None of the reports I read talked about Attorney General Eric Schneiderman's economic task force either. That's not to say the JPMC bet was illegal, but one of the reasons no bankers have gone to jail after blowing up the economy is because of the massive amount of money Candidate Obama received from the financial sector during his first run, and continued to raise well into his first term. If we're to fully understand the importance of regulating Wall Street, we must also understand who is standing in the way of a full criminal investigation into the housing crash.
The point is not that any one editorial can touch on everything. The point is that there is a structural failing in our media landscape where environmental issues, and stop and frisk, and regulation and housing insecurity, are all treated as separate items. That’s what was so thrilling about the beginning of Occupy -- all these calls for social justice could be connected through the prism of 30 years of wealth centralization among the now-entrenched American plutocracy.

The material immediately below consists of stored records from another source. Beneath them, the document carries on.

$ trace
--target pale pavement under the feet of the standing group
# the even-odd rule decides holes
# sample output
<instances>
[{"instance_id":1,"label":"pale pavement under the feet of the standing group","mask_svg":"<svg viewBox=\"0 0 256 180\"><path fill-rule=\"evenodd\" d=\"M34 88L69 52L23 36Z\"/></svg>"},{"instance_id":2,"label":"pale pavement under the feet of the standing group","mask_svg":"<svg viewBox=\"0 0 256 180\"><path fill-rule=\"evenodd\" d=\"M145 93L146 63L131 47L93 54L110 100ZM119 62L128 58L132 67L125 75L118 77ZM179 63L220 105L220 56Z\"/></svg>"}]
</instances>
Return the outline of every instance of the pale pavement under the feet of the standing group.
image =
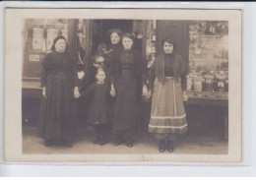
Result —
<instances>
[{"instance_id":1,"label":"pale pavement under the feet of the standing group","mask_svg":"<svg viewBox=\"0 0 256 180\"><path fill-rule=\"evenodd\" d=\"M81 128L77 132L77 141L73 148L50 147L43 145L43 140L36 136L36 128L23 127L23 153L25 154L161 154L158 150L159 142L147 132L134 137L134 147L126 145L113 146L110 141L105 146L94 145L94 129ZM173 154L226 154L228 142L218 134L207 136L188 135L175 143ZM164 151L163 153L170 153Z\"/></svg>"}]
</instances>

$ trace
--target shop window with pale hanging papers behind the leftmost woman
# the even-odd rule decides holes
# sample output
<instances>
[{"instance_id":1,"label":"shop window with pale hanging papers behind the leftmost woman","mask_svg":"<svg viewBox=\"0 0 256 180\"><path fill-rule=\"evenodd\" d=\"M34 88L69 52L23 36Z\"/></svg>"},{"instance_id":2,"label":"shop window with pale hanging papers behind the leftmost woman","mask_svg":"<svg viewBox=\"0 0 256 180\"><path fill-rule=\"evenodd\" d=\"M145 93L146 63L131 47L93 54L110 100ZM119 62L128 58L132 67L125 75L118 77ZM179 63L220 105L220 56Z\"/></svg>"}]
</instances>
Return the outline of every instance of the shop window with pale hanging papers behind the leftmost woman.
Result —
<instances>
[{"instance_id":1,"label":"shop window with pale hanging papers behind the leftmost woman","mask_svg":"<svg viewBox=\"0 0 256 180\"><path fill-rule=\"evenodd\" d=\"M54 38L63 35L68 39L68 20L28 19L25 23L25 54L23 78L39 80L41 60L51 51Z\"/></svg>"}]
</instances>

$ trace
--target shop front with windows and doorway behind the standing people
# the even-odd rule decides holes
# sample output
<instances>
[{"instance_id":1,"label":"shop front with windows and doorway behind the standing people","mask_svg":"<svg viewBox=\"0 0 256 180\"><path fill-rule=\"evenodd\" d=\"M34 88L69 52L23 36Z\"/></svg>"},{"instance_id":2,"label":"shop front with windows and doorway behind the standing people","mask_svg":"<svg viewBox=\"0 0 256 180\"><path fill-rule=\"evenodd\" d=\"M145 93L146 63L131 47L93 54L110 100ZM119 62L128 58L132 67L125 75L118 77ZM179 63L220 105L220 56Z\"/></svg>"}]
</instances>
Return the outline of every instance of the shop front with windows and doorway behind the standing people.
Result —
<instances>
[{"instance_id":1,"label":"shop front with windows and doorway behind the standing people","mask_svg":"<svg viewBox=\"0 0 256 180\"><path fill-rule=\"evenodd\" d=\"M220 126L227 138L228 29L227 22L155 20L28 19L24 26L23 123L36 124L41 98L41 60L57 35L67 38L77 71L86 76L81 85L94 81L92 57L100 42L109 43L108 30L133 32L134 48L149 62L162 52L161 39L171 36L175 50L189 65L186 104L189 127ZM83 102L80 102L83 103ZM142 129L147 129L150 100L142 101ZM80 109L83 111L83 109ZM81 115L84 117L83 113ZM201 120L201 121L200 121ZM200 121L200 122L199 122ZM201 126L198 126L201 127Z\"/></svg>"}]
</instances>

Corporate media is simply not capable of connecting these dots on their own, no matter how fantastic any individual story or editorial is. The fracturing of like-minded causes renders each weaker than the collective could be. As a result, the primary cause of injustice – the increasing centralization of wealth – remains mystified.

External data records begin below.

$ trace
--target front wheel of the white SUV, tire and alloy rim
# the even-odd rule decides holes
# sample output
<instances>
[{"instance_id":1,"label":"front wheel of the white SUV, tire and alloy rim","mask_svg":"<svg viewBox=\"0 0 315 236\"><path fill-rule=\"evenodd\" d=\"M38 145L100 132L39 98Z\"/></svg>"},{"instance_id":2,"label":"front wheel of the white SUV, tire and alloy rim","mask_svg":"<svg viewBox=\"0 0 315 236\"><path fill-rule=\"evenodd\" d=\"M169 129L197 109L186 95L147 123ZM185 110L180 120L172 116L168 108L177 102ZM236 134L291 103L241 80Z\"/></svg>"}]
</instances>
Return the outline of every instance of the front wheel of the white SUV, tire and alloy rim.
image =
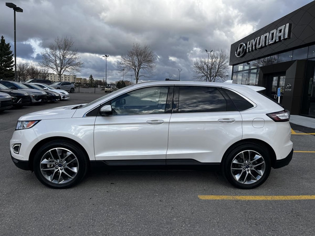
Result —
<instances>
[{"instance_id":1,"label":"front wheel of the white SUV, tire and alloy rim","mask_svg":"<svg viewBox=\"0 0 315 236\"><path fill-rule=\"evenodd\" d=\"M86 175L88 158L81 147L52 141L38 149L33 170L40 182L51 188L69 188Z\"/></svg>"}]
</instances>

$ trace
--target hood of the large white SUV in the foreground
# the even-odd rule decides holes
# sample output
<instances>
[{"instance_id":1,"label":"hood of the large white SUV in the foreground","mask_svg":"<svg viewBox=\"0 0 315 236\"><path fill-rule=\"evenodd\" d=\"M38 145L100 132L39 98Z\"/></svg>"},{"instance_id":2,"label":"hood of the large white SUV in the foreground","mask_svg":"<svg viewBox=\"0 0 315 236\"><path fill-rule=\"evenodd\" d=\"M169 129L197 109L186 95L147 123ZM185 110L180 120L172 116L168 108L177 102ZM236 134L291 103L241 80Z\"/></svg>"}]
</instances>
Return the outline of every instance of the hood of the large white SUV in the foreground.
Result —
<instances>
[{"instance_id":1,"label":"hood of the large white SUV in the foreground","mask_svg":"<svg viewBox=\"0 0 315 236\"><path fill-rule=\"evenodd\" d=\"M77 107L79 105L80 104L33 112L33 113L20 117L19 120L71 118L76 111L76 109L72 109L72 108Z\"/></svg>"}]
</instances>

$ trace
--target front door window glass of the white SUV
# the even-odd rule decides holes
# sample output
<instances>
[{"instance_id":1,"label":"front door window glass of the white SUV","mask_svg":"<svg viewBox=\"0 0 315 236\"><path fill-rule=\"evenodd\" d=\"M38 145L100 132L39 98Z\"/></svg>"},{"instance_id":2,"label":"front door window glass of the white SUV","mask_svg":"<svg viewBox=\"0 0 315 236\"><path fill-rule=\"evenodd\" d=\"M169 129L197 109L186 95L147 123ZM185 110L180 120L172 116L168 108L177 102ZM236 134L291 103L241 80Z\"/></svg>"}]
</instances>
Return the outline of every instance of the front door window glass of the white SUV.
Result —
<instances>
[{"instance_id":1,"label":"front door window glass of the white SUV","mask_svg":"<svg viewBox=\"0 0 315 236\"><path fill-rule=\"evenodd\" d=\"M111 101L113 115L144 115L165 112L168 86L148 87L125 93Z\"/></svg>"}]
</instances>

It’s good that in the wake of the largest loss since the beginning of the Lesser Depression not everyone is rushing to defend bankers. But simply calling for a stronger Volcker rule is not enough. We need to highlight the connections and common threads between the numerous threats to human survival or human dignity. To do that, media outlets must move beyond a partisan mindset, wherein all that is possible (or even discussed) are the topics the parties put forward, each subject removed from the other, like a carved up elephant only those in the streets can identify.